Alexandr no hizo ningún comentario.
—¿Por qué me lo diste? ¿Querías guardarlo en algún lugar seguro?
El capitán volvió la vista hacia ella.
—Porque quería confiarte mi otra vida.
Tatiana reflexionó durante unos momentos.
—El libro no estuvo siempre en la biblioteca, ¿no es así?
Una vez más, Alexandr no respondió.
—En 1940, cuando fuiste a combatir contra los finlandeses, te llevaste el dinero contigo, ¿verdad?
Él siguió sin responder.
—Oh, Alexandr. —Tatiana hundió el rostro en su pecho.
Alexandr quería hablar. Pero sencillamente no podía, y Tatiana habló por él.
—Una cosa más que Dimitri no te perdonó, como si no fueran bastantes. Cuando fuiste a buscar al hijo de Stepanov, te llevaste a Dimitri contigo porque los dos ibais a escapar a través de Finlandia, ¿no es así?

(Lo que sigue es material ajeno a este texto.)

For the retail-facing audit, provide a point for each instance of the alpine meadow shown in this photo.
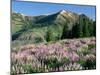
(63, 39)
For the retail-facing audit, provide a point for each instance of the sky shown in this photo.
(40, 8)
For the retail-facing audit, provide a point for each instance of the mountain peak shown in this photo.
(62, 11)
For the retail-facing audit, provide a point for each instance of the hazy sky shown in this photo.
(36, 8)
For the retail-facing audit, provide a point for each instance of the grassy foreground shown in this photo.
(64, 55)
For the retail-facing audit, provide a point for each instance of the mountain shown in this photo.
(60, 25)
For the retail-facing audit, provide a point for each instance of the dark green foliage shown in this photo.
(57, 26)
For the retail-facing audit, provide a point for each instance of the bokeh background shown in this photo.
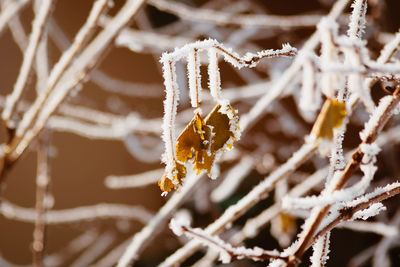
(79, 165)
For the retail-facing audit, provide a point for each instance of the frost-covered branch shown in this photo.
(226, 250)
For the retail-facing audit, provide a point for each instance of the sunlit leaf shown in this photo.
(331, 116)
(283, 228)
(203, 141)
(219, 134)
(166, 184)
(191, 139)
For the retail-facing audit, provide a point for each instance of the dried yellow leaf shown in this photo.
(331, 117)
(166, 184)
(202, 140)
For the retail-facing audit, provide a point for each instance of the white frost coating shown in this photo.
(226, 250)
(233, 120)
(327, 30)
(357, 19)
(170, 107)
(194, 77)
(170, 104)
(376, 192)
(370, 151)
(376, 115)
(371, 211)
(321, 251)
(176, 226)
(214, 75)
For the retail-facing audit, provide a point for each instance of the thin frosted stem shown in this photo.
(10, 10)
(99, 211)
(64, 62)
(77, 72)
(42, 182)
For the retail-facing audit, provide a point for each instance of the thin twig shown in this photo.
(221, 18)
(29, 55)
(351, 167)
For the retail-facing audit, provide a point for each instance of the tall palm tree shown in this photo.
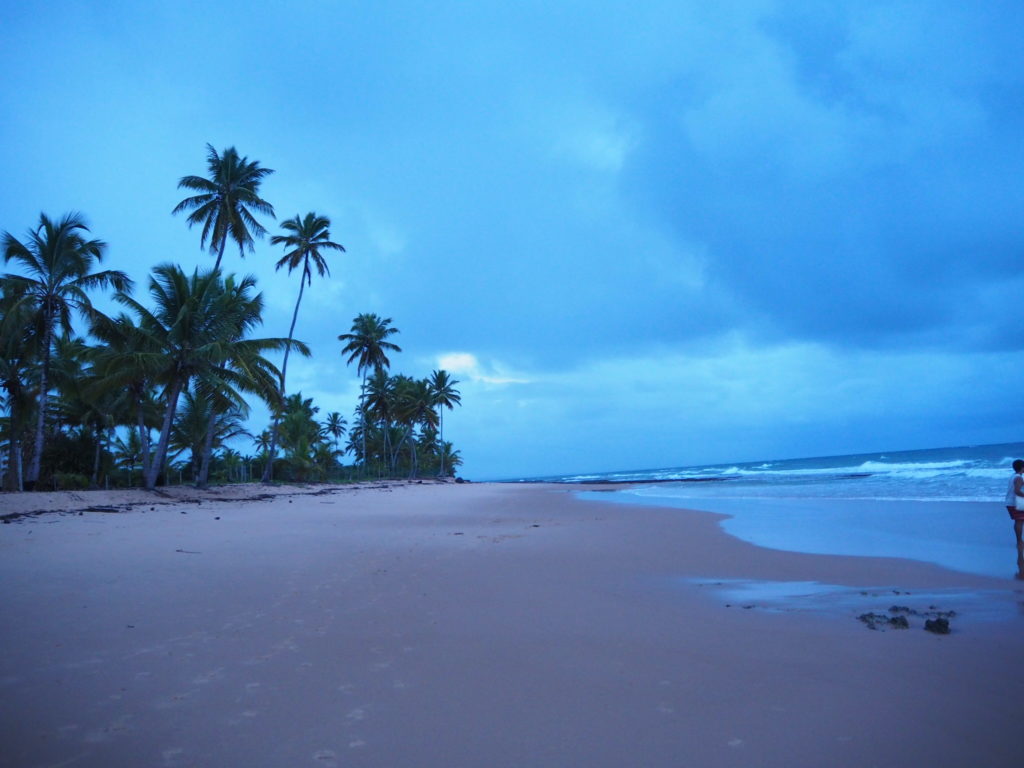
(194, 332)
(58, 262)
(414, 407)
(368, 347)
(16, 365)
(118, 367)
(243, 368)
(444, 395)
(225, 201)
(306, 238)
(335, 426)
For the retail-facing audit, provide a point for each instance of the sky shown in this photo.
(639, 235)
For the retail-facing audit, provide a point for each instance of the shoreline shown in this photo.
(471, 625)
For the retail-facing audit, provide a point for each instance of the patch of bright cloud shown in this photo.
(466, 364)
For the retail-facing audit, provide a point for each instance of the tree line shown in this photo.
(155, 392)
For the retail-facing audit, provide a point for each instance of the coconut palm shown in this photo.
(117, 363)
(57, 259)
(243, 368)
(368, 347)
(414, 407)
(335, 426)
(444, 395)
(225, 201)
(16, 365)
(194, 332)
(306, 238)
(128, 452)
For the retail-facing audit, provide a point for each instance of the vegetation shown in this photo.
(157, 392)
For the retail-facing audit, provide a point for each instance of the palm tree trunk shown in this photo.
(95, 458)
(220, 254)
(440, 444)
(363, 416)
(268, 469)
(143, 435)
(37, 453)
(204, 469)
(165, 435)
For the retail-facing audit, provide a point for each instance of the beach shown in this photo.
(475, 625)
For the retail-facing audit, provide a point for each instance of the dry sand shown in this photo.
(477, 625)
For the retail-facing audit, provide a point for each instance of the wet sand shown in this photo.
(478, 625)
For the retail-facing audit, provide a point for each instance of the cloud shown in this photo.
(465, 364)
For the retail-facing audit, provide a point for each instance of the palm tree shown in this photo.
(368, 345)
(117, 363)
(58, 260)
(128, 452)
(414, 407)
(444, 395)
(335, 426)
(194, 332)
(16, 365)
(243, 368)
(225, 201)
(306, 239)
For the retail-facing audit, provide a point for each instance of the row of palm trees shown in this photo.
(184, 364)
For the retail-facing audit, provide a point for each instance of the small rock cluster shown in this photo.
(896, 619)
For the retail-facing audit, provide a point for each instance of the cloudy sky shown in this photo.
(639, 233)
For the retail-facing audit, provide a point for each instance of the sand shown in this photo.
(473, 625)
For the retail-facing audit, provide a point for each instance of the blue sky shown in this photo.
(640, 235)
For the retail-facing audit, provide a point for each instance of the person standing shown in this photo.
(1015, 502)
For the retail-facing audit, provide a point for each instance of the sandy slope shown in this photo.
(468, 626)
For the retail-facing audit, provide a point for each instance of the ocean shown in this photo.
(942, 506)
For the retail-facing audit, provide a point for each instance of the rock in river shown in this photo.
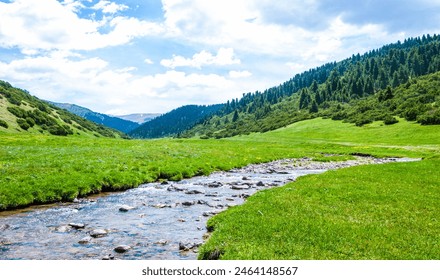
(188, 203)
(96, 233)
(85, 240)
(125, 208)
(122, 249)
(240, 187)
(77, 225)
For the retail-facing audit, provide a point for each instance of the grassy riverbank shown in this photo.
(39, 169)
(367, 212)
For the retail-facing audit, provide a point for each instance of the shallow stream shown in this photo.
(154, 221)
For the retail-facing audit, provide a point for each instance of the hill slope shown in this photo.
(329, 88)
(174, 122)
(138, 118)
(21, 112)
(109, 121)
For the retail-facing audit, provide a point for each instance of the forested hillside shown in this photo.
(332, 89)
(22, 112)
(109, 121)
(174, 122)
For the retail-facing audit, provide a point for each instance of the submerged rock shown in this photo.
(188, 203)
(108, 257)
(194, 192)
(4, 227)
(77, 225)
(186, 246)
(240, 187)
(85, 240)
(160, 205)
(122, 249)
(125, 208)
(98, 233)
(162, 242)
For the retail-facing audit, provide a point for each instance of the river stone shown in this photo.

Alexandr no movió ni un músculo.
—Ibais a escapar, a través de los pantanos, con la intención de llegar a Viborg, después a Helsinki y luego a Estados Unidos. Tenías el dinero, estabas preparado. Era el momento con el que soñabas desde hacía años. —Le besó el pecho—. ¿No fue así, esposo mío, mi corazón, mi Alexandr, mi vida entera aquí en esta cabaña, no fue así? Dímelo. —Lloraba.

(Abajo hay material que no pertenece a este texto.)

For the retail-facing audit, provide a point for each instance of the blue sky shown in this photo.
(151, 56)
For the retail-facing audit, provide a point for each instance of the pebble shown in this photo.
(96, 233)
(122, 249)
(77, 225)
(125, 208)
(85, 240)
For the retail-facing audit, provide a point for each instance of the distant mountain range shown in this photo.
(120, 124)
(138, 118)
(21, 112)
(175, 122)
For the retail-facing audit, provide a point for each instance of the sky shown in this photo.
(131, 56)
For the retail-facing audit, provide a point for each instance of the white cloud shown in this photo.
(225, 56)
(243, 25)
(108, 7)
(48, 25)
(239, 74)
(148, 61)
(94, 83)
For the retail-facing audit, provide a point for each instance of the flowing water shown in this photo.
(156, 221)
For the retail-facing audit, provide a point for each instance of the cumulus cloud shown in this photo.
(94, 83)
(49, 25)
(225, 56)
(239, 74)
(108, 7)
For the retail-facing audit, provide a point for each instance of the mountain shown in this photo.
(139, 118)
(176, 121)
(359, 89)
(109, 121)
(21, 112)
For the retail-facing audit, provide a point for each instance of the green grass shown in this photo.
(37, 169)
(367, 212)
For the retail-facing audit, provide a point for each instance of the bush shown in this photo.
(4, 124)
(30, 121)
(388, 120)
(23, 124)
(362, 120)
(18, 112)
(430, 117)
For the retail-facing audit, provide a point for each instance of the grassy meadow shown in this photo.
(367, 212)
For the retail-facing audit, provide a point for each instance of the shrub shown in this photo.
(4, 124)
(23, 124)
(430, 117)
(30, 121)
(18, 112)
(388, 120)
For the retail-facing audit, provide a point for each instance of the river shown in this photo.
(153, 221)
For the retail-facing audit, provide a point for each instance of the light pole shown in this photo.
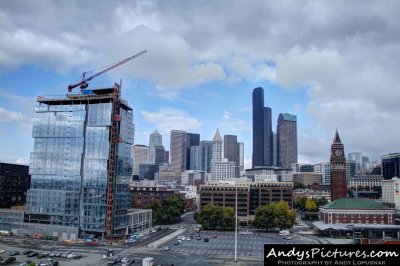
(236, 224)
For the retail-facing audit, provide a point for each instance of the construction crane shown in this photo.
(84, 83)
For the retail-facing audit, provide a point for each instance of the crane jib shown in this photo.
(83, 84)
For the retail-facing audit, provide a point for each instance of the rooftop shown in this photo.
(354, 203)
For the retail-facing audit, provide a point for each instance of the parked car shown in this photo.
(27, 263)
(74, 256)
(14, 253)
(44, 254)
(65, 254)
(33, 254)
(55, 254)
(8, 260)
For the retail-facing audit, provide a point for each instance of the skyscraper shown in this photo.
(193, 139)
(338, 169)
(262, 131)
(286, 140)
(177, 151)
(159, 155)
(241, 156)
(391, 165)
(81, 163)
(139, 156)
(155, 139)
(231, 151)
(221, 168)
(206, 155)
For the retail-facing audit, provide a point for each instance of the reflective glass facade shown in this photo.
(69, 163)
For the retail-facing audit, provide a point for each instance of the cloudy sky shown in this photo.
(334, 64)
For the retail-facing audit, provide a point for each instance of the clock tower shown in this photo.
(338, 169)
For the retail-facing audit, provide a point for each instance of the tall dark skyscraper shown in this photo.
(231, 148)
(338, 169)
(286, 131)
(193, 139)
(262, 131)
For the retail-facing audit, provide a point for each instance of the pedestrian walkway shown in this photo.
(165, 239)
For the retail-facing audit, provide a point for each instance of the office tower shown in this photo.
(391, 165)
(262, 131)
(338, 169)
(192, 140)
(155, 139)
(206, 155)
(221, 168)
(274, 149)
(159, 155)
(350, 170)
(178, 151)
(166, 157)
(139, 156)
(325, 170)
(81, 163)
(14, 182)
(217, 148)
(241, 156)
(231, 151)
(364, 163)
(355, 156)
(286, 140)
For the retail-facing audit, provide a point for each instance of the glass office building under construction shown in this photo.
(81, 163)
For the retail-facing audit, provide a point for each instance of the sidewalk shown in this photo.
(165, 239)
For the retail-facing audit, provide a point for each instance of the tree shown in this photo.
(284, 217)
(377, 170)
(297, 185)
(273, 215)
(156, 209)
(321, 202)
(311, 205)
(228, 218)
(209, 215)
(264, 217)
(301, 203)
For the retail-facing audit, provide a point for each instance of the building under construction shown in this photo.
(81, 165)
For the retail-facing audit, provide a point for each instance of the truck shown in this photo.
(284, 233)
(148, 261)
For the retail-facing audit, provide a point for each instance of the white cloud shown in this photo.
(346, 55)
(232, 124)
(167, 119)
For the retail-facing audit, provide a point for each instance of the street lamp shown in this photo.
(236, 224)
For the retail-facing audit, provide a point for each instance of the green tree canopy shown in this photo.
(274, 215)
(216, 217)
(311, 205)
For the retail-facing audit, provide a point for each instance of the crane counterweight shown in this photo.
(84, 83)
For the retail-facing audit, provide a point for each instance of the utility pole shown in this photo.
(236, 224)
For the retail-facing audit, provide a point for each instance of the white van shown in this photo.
(284, 233)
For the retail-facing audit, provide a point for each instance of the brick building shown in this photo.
(250, 195)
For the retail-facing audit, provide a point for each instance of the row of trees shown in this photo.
(213, 217)
(274, 215)
(169, 212)
(270, 216)
(310, 204)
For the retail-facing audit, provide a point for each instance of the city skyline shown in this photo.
(328, 66)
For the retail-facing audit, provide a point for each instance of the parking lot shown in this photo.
(223, 244)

El capitán había perdido la voz. Estaba a punto de perderlo todo. Nunca había querido hablar de aquello con Tatiana.
—Era un plan magnífico —prosiguió Tatiana—. Hubieras desaparecido y nadie se hubiera preocupado de ir a buscarte; hubieran dado por hecho que estabas muerto. No contaste con que Yuri Stepanov estuviese vivo. Lo creías muerto. Ir a buscarlo sólo fue una excusa para regresar al bosque. Pero resultó que él estaba vivo. —Tatiana se rio por lo bajo—. Dimitri debió sorprenderse mucho cuando le dijiste que llevarías a Yuri de regreso. Seguramente te dijo: «¿En qué estás pensando? ¿Estás loco? ¡Hace años que sueñas con volver a Estados Unidos, aquí tienes la oportunidad, aquí está mi oportunidad!». ¿Me equivoco?
Alexandr hundió el rostro en el pelo de la muchacha. Después de una pausa bastante larga, susurró con un tono de asombro:
—Es como si hubieses estado allí. ¿Cómo lo has sabido?
—Porque yo, mejor que nadie, sé cómo eres. —Le sujetó el rostro entre sus manos—. Regresaste a la Unión Soviética con el hijo de Stepanov, convencido de que tendrías otra oportunidad. ¿Qué tuviste que hacer, Shura? ¿Prometerle a Dimitri que, si no te mataban, conseguirías de una manera u otra llevarlo a Estados Unidos?
Él le apartó las manos y se tendió de espaldas, con los ojos cerrados.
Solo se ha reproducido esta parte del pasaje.